Human-induced changes in the reproductive traits of Lake Constance common whitefish (Coregonus lavaretus)
2009, Thomas, Gregor, Quoß, Helmut, Hartmann, Jürgen, Eckmann, Reiner
Size-selective fishery harvest leads to phenotypic changes in fish reproductive traits. When these changes represent an evolutionary response of a stock, they may have severe consequences for future stock dynamics and yields. In freshwater ecosystems, reproductive traits may also be affected by other human impacts such as changes in system productivity. The present study uses regression analysis to evaluate the impacts of changes in lake trophy and of an intensive size-selective harvest over several decades on the reproductive traits of common whitefish in Lake Constance between 1963 and 1999. Fecundity was strongly linked to lake trophy but was also related to the calendar year, suggesting an evolutionary response to size-selective harvest and to massive stocking of the lake with hatchery-reared larvae. The present study is an example of how fish reproductive traits are influenced by the combined action of various human impacts: changes in system productivity, size-selective harvest and massive stocking.
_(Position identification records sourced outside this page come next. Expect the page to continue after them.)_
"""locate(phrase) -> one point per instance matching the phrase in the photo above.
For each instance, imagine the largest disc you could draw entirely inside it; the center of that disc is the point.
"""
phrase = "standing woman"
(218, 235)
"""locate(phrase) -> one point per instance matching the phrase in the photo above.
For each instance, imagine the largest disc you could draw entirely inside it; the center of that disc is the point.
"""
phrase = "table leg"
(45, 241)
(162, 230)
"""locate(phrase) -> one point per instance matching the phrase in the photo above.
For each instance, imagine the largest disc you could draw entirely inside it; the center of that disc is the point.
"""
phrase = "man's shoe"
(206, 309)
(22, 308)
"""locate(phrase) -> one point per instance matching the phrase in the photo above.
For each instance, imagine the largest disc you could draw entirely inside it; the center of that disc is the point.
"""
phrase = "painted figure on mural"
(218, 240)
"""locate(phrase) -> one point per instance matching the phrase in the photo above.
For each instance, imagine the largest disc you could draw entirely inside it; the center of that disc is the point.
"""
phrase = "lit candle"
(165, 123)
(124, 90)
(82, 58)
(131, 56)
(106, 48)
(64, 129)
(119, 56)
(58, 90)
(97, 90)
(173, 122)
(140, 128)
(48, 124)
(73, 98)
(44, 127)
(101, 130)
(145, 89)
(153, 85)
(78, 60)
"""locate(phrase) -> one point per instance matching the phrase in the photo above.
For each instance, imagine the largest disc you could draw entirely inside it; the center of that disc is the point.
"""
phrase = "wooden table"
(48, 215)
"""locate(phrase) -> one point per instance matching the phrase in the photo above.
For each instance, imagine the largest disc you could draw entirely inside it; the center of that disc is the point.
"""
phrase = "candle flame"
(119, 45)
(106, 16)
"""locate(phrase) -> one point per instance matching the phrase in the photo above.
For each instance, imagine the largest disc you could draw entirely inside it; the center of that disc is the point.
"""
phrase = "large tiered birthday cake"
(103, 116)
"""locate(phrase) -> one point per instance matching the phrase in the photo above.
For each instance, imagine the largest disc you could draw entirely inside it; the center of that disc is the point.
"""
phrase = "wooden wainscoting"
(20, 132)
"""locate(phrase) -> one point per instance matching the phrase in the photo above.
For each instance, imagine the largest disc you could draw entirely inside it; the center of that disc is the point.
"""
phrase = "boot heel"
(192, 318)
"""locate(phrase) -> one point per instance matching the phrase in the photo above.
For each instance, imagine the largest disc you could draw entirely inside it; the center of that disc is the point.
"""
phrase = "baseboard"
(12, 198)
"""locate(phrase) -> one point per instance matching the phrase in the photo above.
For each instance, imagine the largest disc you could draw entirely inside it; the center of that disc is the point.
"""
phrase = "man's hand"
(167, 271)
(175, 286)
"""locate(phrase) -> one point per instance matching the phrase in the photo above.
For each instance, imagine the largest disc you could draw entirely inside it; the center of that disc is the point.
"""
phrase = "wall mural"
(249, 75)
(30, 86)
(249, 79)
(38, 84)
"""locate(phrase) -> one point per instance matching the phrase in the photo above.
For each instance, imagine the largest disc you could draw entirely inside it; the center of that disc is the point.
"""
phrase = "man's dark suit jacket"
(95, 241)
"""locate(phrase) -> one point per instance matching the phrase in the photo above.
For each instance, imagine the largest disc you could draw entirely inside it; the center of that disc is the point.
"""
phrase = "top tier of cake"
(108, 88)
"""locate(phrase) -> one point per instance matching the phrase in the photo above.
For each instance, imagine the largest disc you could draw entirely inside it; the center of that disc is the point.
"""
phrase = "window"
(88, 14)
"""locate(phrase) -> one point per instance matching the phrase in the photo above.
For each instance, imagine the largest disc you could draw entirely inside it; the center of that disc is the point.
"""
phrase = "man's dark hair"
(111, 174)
The influence of eutrophication and population biomass on common whitefish (Coregonus lavaretus) growth : the Lake Constance example revisited
2007, Thomas, Gregor, Eckmann, Reiner
Accelerated growth of freshwater fish during anthropogenic eutrophication has been attributed almost exclusively to the increased nutrient content, while density-dependent effects have been largely neglected. We evaluated the relative importance of these factors by studying the growth of 43 consecutive year classes of common whitefish (Coregonus lavaretus) from Upper Lake Constance. This prealpine lake underwent eutrophication from the 1950s to 1970s, followed by reoligotrophication. Because whitefish are harvested with gill nets in a strongly size-selective way, we used back-calculated lengths of average fast-growing fish to compare growth among cohorts. Standing stock biomass was estimated based upon virtual year-class strengths. Multiple linear regression analysis revealed that growth of whitefish during their second year was most strongly related to standing stock biomass followed by PO4-P content during spring turnover and by calendar year, which was incorporated as a third independent variable (adjusted R2 = 0.84). The negative correlation between whitefish growth rate and calendar year is interpreted as evidence of an evolutionary response to the highly size-selective fishery during at least four decades. We conclude that density-dependent effects on whitefish growth are more important than had been realized previously and that the impact of eutro- phication on growthof whitefish needs to be reconsidered.